Le concept de souverainisme, dans son sens étymologique originel, met l’accent sur l’affirmation du pouvoir et de l’indépendance dans une clé nationale, alors que le panafricanisme aspire au dépassement du »national » pour atteindre comme objectif la construction d’un grand espace africain fédéral . Beaucoup pourraient donc se demander si les concepts de panafricanisme et de souverainisme seraient conciliables entre eux si l’on s’en tenait à leur sens étymologique. Ce point d’interrogation trouve sa réponse lorsque l’on tente d’analyser les étymologies et de remonter au status quo africain avant la création des Etats-Nations que l’on connait aujourd’hui.
LE PANAFRICANISME COMME VOIE SOTÉRIOLOGIQUE
Le panafricanisme a joué un rôle prépondérant dans la lutte pour les indépendances en Afrique. Il représente une idéologie sotériologique (c’est-à-dire de salut) puisque son but est de conduire la population africaine et afro-descendante vers une phase eschatologique face aux maux qu’elle connaît, prêcher la solidarité entre l’Afrique et sa diaspora, et la structuration d’un grand bloc monolithique fédéralisé africain qui sera souverain et libéré de toute paralysie socio-politico-économique endogène et de toute asphyxie impérialiste exogène.
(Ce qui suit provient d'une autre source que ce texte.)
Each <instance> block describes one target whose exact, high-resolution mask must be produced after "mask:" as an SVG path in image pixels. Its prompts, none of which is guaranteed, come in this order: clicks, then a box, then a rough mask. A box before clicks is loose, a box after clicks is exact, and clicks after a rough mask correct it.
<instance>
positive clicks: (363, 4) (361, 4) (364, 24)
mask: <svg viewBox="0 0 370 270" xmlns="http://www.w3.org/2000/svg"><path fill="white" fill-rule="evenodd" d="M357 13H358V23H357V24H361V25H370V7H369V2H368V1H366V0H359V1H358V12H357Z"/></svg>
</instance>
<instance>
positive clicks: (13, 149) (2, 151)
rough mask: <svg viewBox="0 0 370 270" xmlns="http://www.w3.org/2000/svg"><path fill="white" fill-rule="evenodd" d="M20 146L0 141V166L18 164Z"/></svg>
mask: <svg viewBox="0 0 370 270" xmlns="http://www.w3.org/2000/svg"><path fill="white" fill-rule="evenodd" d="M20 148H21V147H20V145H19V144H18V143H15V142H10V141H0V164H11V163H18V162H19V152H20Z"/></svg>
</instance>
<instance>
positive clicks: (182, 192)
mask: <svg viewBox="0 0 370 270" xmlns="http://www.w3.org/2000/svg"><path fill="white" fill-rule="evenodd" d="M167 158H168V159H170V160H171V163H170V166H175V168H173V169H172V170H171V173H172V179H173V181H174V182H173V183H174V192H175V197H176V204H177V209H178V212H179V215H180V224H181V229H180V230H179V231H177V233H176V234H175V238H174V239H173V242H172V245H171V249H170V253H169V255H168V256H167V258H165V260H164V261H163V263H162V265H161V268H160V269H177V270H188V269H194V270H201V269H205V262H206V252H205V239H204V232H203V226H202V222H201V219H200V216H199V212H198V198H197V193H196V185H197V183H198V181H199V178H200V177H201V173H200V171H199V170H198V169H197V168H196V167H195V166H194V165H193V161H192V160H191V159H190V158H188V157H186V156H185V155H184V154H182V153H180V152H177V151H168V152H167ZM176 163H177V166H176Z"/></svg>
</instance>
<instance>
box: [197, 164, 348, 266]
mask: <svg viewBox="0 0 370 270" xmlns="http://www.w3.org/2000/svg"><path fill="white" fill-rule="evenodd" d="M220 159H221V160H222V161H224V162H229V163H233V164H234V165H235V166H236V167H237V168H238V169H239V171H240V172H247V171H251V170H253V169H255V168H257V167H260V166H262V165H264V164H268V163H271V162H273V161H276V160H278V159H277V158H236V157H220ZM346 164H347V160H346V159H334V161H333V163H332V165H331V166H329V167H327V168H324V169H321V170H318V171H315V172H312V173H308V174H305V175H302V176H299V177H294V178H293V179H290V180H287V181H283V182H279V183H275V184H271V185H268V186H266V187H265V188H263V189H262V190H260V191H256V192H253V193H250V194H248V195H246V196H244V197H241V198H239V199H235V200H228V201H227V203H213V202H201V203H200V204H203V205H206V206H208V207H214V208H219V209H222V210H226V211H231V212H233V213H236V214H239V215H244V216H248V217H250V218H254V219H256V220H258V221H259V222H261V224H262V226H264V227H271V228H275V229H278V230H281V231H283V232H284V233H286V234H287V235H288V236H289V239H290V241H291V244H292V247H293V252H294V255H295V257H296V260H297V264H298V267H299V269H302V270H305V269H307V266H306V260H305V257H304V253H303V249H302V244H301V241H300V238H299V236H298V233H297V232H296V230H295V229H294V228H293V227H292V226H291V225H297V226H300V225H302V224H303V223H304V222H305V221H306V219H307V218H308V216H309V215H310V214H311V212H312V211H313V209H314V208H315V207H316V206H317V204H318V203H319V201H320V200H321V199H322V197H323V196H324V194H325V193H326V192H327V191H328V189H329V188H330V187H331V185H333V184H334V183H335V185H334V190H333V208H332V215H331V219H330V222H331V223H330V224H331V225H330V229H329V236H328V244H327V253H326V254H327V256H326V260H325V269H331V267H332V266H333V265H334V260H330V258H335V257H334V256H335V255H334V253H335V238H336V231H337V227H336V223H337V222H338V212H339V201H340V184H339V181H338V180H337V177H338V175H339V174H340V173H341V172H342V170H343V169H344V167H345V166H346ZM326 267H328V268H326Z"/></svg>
Toutes les civilisations qui pèsent sur l’échiquier géopolitique sont celles qui ont compris que souverainisme et unitarisme vont de pair et pour emprunter une voie sotériologique il convient de s’unir au nom d’un destin commun.
En Europe de l’Est, par exemple, un concept unitaire est répandu qui est l’eurasianisme, dont s’est inspirée l’Union économique éurasiatique, ainsi que le bolivarisme pour l’Amérique latine. On pourrait aussi prendre en exemple la Chine qui est une addition de plusieurs provinces ou les Etats-Unis d’Amérique qui, au-delà de toute critique possible, ont décidé de se fédéraliser et d’entreprendre ce qu’ils croyaient être leur destin commun. Lorsqu’on regarde la Chine ou les États-Unis d’Amérique, ils sont bien consolidés et unifiés en parlant au nom d’une seule souveraineté. Le souverainisme et le fédéralisme ne sont pas nécessairement opposés.
Pouquoi? Car dans sa définition, le souverainisme est la doctrine qui au nom de l’Etat-Nation exerce sa propre primauté territoriale, aérienne, juridique, politique et économique et se veut comme une indépendance intégrale supérieure à toute contrainte exterieure. Mais dans le cas africain, surtout dans une grille de lecture panafricaniste, se limiter au concept d’État-Nation signifierait ne pas prendre en considération la balkanisation du continent appliquée lors de la conférence de Berlin en 1884-1885, qui a démembré le status quo si loin de la configuration géopolitico-territoriale imaginée et constituée par les Africains.
L’Afrique est un continent hétérogène, polycentrique, bien qu’uni par une matrice civilisationelle commune, comme l’explique le Dr Cheikh Anta Diop dans ses nombreux ouvrages, en particulier dans ‘‘Nations Nègres et culture ».
Cependant, ce »pluri-culturalisme » continental n’a pas empêché dans le temps la prolifération de pôles impériaux en Afrique, où les peuples alliés s’engageaient sur une voie commune et étaient soumis aux mêmes principes de souveraineté. Le concept unitaire a toujours fait partie intégrante de l’Afrique. Le panafricanisme, donc, qui n’est pas opposé au souverainisme dans son acception anticolonialiste, veut dessiner une voie historico-culturel unitaire sur une vision, qui est celle de l’Etat fédéral africain.
Le panafricanisme ne peut représenter qu’un salut et un espoir, puisqu’il permettrait à l’Afrique de peser géopolitiquement, de dialoguer de manière souveraine et équitable avec les autres puissances.
LA SOUVERAINETÉ CONTINENTALE AFRICAINE DANS UN MONDE MULTIPOLAIRE
Dans cette ère du multipolarisme, où les differents pôles émergent de plus en plus, l’Afrique n’a d’autre choix que de transcender la vision micro-nationaliste pour se structurer en bloc monolithique. Un bloc de plusieurs populations unies par une matrice historique, promouvant la libre circulation continentale, avec un gouvernement parlant d’une seule voie, une économie commune, une monnaie commune, une banque centrale commune, un fond monétaire africain et une force militaire commune, comme souhaité par les pères fondateur du courant panafricaniste.
Si le souverainisme est l’affirmation de son pouvoir indépendant, sous tous ses formes, il ne saurait y avoir d’inconciliabilité avec le projet fédéral panafricain qui permettra d’établir un nouvel ordre, une nouvelle configuration établie par les Africains eux-mêmes.